6. SHORT NOTES

Schmitt, M. B. 1975. Observations on the Black Crake in the Southern Transvaal. Ostrich 46:129-138.

During a four-year study period, several pairs of Black Crakes Porzana flavirostris and their progeny have been studied on a vlei in the southern Transvaal. Morphological differences between male and female are discussed, a double-brooded breeding season is indicated, the development of chicks is described, and the moult cycle is indicated. The Black Crake moults all flight feathers simultaneously and during its breeding season.     

7. SHORT NOTES

Raseroka, B. H. 1974. Diet of the Hadedah Ibis. Ostrich 45:51-54.

The diet of the Hadedah Ibis in Victoria East, Cape Province is described. 60% of the weight of the diet is composed of animals obtainable from the surface of the soil, indicating that the birds can survive in dry areas where the hardness of the ground would prevent probing for the collection of food.     

6. SHORT NOTES

Feare, Christopher J. 1981. Breeding schedules and feeding strategies of Seychelles sea-birds. Ostrich 52:179–185.

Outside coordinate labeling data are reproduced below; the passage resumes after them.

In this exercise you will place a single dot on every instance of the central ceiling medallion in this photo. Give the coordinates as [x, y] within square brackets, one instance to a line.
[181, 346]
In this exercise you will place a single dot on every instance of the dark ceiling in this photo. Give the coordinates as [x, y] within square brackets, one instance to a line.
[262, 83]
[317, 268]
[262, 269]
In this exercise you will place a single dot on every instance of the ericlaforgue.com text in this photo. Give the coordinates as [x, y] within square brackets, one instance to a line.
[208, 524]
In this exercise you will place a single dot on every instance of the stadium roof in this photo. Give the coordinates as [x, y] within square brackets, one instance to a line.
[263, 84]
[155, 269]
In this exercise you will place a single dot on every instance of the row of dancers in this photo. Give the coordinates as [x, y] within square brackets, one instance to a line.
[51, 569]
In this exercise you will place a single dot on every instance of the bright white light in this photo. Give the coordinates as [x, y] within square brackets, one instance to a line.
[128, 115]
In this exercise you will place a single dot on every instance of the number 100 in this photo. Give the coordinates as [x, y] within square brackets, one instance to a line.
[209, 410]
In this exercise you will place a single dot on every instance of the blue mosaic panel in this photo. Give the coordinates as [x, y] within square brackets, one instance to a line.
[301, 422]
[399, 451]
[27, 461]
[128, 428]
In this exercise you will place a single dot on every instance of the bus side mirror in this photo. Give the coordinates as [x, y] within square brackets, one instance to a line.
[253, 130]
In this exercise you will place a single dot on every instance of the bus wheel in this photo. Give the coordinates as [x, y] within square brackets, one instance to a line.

A comparison of the breeding schedules of Seychelles seabirds with their feeding strategies showed no relation between synchronous breeding and the ranges over which the birds forage, but there was a relation with flock feeding. Flock feeding birds are largely dependent upon schools of predatory fishes that drive prey species to the surface, and food is thus localized and transient. Synchronous colonial breeding probably helps individuals to locate these localized food sources, but species that are dependent mainly on dispersed prey would derive no benefit from synchrony, and they do, in fact, breed throughout the year.

Within shoals of prey, food is probably superabundant, but feeding space may be limiting. The dark backs of flock feeding birds render them inconspicuous to foraging birds (conspecifics and other species), thereby tending to reduce competition for space within the feeding flocks. The white plumage of species that feed on dispersed prey appears to act as a spacing out mechanism, reducing interference between feeding birds.     

7. SHORT NOTES

Randall, R. and Ross, G. J. B. 1979. Increasing population of Cape Gannets on Bird Island, Algoa Bay, and observations on breeding success. Ostrich 50:168-175.

The South African Gannet Sula capensis on Bird Island has doubled in numbers between 1956 and 1974 and the process is continuing. The increase is similar to that of the two closely related species S. serrator and S. bassana. We estimated from the colony surface area and nest density that the number of birds with nests in 1974/5 was approximately 77 000. Making allowance for non-breeders, there were about 100 000 adults in 1974/5. Guano harvests from 1938–75 show considerable annual fluctuations with an overall downward trend. Poor agreement was found when relating guano harvests to population estimates, when the latter are gauged by colony surface area. We suggest that guano harvests are not good indicators of gannet population trends on Bird Island, primarily because of harvesting methods and environmental conditions. The number of chicks which fledged in the 1976/7 season in a section of the colony was far fewer than expected, even when allowances were made for egg-loss and chick mortality. A combination of heavier-than-usual rainfall and poor management techniques have resulted in high egg-loss and low chick numbers.     

SHORT NOTES

Laycock, H. T. 1982. Moulting and plumage changes in the Thickbilled Weaver. Ostrich 53:91-101.

Thickoilled Weavers were studied in captivity, in the wild and as museum specimens. Moulting follows the normal passerine pattern, but a difference from related species is that there is no post-fledging moult of the flight feathers. Methods were devised for identifying isolated feathers and for aging trapped birds, this being easier in the male. After the breeding season the male undergoes eclipse, which has apparently not been described before, and loses his white forehead patches. Adult males and females moult about the same time, but second-year males moult six or eight weeks earlier. The duration of post-nuptial moult is about four months and is timed to occur during the season when there is maximum food availability. The use of a “moult score” is avoided in this account and the timing of feather loss substituted as having more real meaning.     

SHORT NOTES

Earlé, R. A. 1981. Factors governing avian breeding in Acacia savanna, Pietermaritzburg, Part 3: Breeding success, recruitment and clutch size. Ostrich 52:235-243.

The clutch size and breeding success of eight species of birds were monitored over a two year period in Acacia savanna. The mean clutch size fluctuated within the breeding season and four patterns of clutch size variation were noted. A smaller proportion of large clutches were laid in the 1979 season when less food was available. Breeding success was higher in the dry 1979 season but fewer breeding attempts were made and the overall recruitment was thus lower. At the peak of the breeding season, in mid-November, breeding success was at its lowest. Predation on nests was the greatest factor reducing breeding success although rain and strong winds affected some species.